十年・愛 〜あの場所で、もう一度君と…〜【気象系BL】
第3章 3
何事もなく四十九日も済み、その頃には少しづつ日常を取り戻していた僕は、相変わらずだらしなく日々を過ごしていた。
でも、母ちゃんはまだ父ちゃんのいない生活には慣れないみたいで、たまに「父ちゃん」と言いかけては、小さく溜息を落とす姿を何度か目にした。

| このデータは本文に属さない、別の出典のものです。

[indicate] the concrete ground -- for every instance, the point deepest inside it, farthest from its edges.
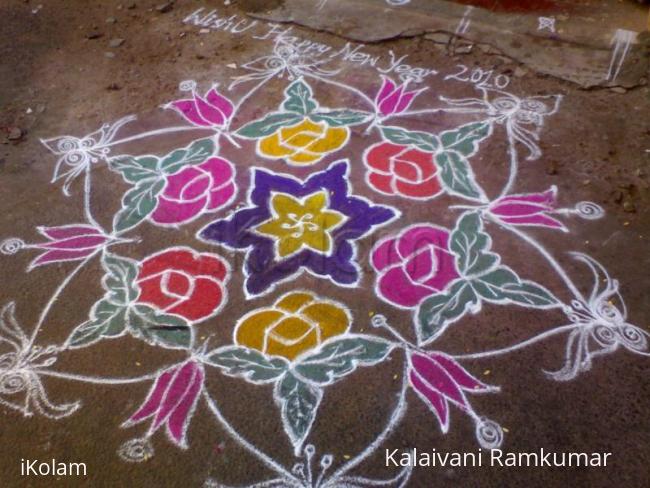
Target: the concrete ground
(566, 105)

その度に僕は、僕が母ちゃんを支えなきゃって…、勝手に自分に言い聞かせていた。
そんなある日、いつものように向き合ってご飯を食べていると、母ちゃんが不意に「そういえば…」と話を切り出した。
「あんた、翔くんとは連絡とれたの?」
「え…、ああ、んと…」
翔くんのことを忘れたことは、あの日以来一日だってありはしない。
連絡だって、どうにかとろうとしたけど…
「僕の前の携帯ダメになっちゃったじゃん?」
「でも新しいの買ったでしょ?」
「そう…なんだけど、翔くんの連絡先が分かんなくって…」
「和也くんは? あの子なら知ってるんじゃないの?」
確かに母ちゃんが言う通り、ニノなら翔くんの連絡先を知っているし、実際かけて貰ったこともあった。
「でもさ、翔くん番号変わってるらしくてさ…」
結局、翔くんの会社に問い合わせてくれたり、色々手を尽くしてはみたけど、何の情報も得ることは出来なかった。
「翔くんのご実家は? ご両親なら何か…」
「ダメだよ。翔くんの父ちゃん海外赴任中だもん」
僕たちを繋いでいた細い糸は、あの日の事故をきっかけに、プツリと切れてしまっていた。